Loss functions and their derivatives
Hi, I read your article about creating a neural network, and ended up here. I am looking into modularizing my code a bit and keep stumbling across a problem. First, am I understanding this line correctly: https://github.com/vzhou842/neural-network-from-scratch/blob/498631c08c2ca8c37107c1f8f6f18fee393e7dde/network.py#L73
Is this the derivative of the cost function (MSE in this tutorial), or how does one end up here? Does that mean, that a cost function must always exist as it's "forward" form and as it's backward(derived) from? (The later being used to initialize the starting gradient when training).
Either I am missunderstanding this, or it's hard to find the derivatives for well known cost functions (it has been a while since i have done this myself, and Math notation is a bit blurry to me).

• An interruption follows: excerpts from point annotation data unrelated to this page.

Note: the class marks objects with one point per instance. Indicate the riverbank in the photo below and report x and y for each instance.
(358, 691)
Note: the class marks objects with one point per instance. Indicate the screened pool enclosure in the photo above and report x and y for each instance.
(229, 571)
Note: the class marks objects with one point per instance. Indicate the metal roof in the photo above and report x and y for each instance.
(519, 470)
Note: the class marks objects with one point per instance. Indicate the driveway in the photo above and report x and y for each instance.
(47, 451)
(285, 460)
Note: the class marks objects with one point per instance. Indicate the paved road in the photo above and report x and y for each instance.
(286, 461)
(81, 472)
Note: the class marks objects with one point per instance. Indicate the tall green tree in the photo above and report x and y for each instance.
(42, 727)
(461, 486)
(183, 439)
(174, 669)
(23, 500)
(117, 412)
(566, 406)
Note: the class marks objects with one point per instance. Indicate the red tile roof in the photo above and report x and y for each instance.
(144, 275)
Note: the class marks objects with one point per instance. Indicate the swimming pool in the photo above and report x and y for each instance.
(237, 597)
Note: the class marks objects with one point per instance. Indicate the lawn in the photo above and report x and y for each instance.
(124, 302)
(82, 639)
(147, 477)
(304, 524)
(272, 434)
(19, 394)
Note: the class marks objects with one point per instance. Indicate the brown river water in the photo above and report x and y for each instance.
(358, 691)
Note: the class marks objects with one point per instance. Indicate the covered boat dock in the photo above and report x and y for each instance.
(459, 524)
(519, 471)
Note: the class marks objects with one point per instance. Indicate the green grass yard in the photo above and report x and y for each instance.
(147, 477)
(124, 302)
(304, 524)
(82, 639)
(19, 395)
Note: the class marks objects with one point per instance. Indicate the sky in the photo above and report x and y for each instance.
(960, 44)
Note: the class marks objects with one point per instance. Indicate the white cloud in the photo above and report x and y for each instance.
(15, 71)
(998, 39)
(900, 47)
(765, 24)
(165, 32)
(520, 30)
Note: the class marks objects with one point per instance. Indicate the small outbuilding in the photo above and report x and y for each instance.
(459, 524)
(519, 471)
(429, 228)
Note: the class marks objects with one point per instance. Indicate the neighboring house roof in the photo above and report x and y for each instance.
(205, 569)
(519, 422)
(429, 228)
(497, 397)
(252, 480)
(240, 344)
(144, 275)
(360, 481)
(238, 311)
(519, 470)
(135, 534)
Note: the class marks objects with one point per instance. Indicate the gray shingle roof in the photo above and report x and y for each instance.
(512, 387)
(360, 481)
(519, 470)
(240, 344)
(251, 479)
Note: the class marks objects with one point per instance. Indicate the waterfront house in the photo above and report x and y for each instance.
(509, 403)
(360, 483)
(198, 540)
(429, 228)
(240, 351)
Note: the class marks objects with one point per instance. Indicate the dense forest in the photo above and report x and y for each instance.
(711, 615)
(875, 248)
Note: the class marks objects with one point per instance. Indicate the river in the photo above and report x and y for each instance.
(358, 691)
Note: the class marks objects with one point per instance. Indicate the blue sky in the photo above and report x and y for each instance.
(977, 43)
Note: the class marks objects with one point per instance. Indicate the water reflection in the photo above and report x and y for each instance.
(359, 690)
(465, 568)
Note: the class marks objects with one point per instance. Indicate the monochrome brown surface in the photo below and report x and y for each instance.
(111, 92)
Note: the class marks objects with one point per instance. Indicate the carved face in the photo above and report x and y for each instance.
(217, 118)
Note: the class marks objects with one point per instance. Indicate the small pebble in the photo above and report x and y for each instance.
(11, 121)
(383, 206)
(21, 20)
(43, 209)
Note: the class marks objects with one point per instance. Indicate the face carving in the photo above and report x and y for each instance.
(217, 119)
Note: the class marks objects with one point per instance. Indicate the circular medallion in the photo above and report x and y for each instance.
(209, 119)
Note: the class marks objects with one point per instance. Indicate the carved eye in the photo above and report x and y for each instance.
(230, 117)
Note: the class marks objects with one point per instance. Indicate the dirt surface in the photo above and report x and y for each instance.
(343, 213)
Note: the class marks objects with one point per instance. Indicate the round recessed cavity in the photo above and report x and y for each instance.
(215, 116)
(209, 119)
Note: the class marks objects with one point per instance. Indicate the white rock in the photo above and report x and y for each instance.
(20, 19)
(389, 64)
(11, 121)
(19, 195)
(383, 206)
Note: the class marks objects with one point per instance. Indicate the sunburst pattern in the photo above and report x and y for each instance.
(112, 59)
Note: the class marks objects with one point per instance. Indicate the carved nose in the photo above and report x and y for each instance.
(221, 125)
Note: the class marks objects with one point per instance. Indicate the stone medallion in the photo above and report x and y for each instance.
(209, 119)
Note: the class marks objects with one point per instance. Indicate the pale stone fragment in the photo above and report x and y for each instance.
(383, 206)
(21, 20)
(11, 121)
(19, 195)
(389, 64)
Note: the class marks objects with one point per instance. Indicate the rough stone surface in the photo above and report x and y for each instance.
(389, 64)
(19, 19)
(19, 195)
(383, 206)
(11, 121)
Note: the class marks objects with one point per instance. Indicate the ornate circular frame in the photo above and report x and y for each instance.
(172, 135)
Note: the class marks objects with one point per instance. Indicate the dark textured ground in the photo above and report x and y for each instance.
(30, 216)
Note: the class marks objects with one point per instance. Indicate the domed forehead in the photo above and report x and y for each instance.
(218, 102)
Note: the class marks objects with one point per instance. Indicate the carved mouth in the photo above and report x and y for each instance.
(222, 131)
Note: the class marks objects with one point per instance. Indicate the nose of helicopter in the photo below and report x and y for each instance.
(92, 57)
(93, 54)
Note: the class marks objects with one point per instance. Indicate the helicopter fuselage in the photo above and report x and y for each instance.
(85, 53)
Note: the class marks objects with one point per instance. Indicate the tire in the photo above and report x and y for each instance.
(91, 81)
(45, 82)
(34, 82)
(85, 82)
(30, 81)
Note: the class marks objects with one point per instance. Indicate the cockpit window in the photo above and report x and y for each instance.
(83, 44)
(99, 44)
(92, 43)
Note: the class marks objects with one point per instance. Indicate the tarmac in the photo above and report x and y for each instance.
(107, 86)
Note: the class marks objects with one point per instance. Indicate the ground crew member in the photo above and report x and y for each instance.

The article was interested in calculating $\frac{\delta L}{\delta w_1}$, which tells us how loss changes with respect to $w_1$. Using the chain rule, this becomes:
$$ \frac{\delta L}{\delta w_1} = \frac{\delta L}{\delta y_{pred}} \times \frac{\delta y_{pred}}{\delta w_1} $$
$\frac{\delta L}{\delta y_{pred}}$ is the loss function, which is $(y_{true} - y_{pred})^2$. The derivative of the loss function is the line of code you highlighted: $-2 \times (y_{true} - y_{pred})$.
What I don't understand is how this derivative is -2 instead of 2.